Hirst, whose largest exhibition ever and Middle East debut opens in Doha on Thursday, also attended the unveiling, as the huge statues were revealed from beneath giant white balloons.
Weighing in collectively at 216 tons, each of the bronze statues packs a huge visual punch – the newborn baby, for example, is 46 feet (14 meters) tall.
Speaking to Doha News, Hirst acknowledged that the set – which has been in the works since 2005, and specifically for Qatar since 2009 – might prove controversial:
“I suppose the cultural differences are a bit difficult. You know in England, there wouldn’t be a problem with a naked baby, you see the embryo and the egg and sperm.
You know culturally, it’s the first naked sculpture in the Middle East… It’s very brave of Sheikha Mayassa to go with the whole thing.”
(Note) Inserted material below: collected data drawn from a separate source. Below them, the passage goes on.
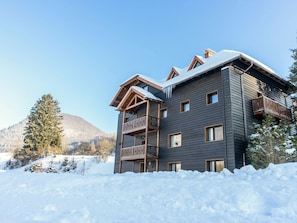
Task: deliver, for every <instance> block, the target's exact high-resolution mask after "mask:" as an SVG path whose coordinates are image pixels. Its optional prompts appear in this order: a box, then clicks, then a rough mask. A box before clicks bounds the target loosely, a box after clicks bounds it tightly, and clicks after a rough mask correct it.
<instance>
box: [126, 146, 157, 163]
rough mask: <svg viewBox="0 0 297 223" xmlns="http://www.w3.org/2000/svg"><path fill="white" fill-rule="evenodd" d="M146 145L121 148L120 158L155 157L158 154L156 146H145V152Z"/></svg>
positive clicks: (155, 156)
mask: <svg viewBox="0 0 297 223" xmlns="http://www.w3.org/2000/svg"><path fill="white" fill-rule="evenodd" d="M145 148H146V145H139V146H131V147H126V148H122V149H121V160H138V159H144V158H145V157H146V158H148V159H150V158H151V159H155V158H157V156H158V151H157V147H156V146H151V145H148V146H147V154H146V149H145Z"/></svg>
He added that he has dedicated the work “to the people of Qatar” and that Sidra, a hospital and research center dedicated to the health of women and children whose opening has been delayed to 2015, is “like a dream setting” for the piece.
QMA has previously told Doha News that it wanted the unveiling tonight to be a “surprise,” but efforts to keep the artwork a secret were stymied when images of the final sculpture, the baby, appeared online after one of the balloons floated off after installation. Some residents also spotted the works while in transit, and tweeted about it.
Officials have not disclosed how much QMA paid Hirst for the work, but the NYT reports that it cost at least $20 million.
UPDATE | Oct. 9, 2013
QMA said that because Sidra is an active construction site, the statues will be covered on and off over the next few weeks as lighting and other elements are retooled.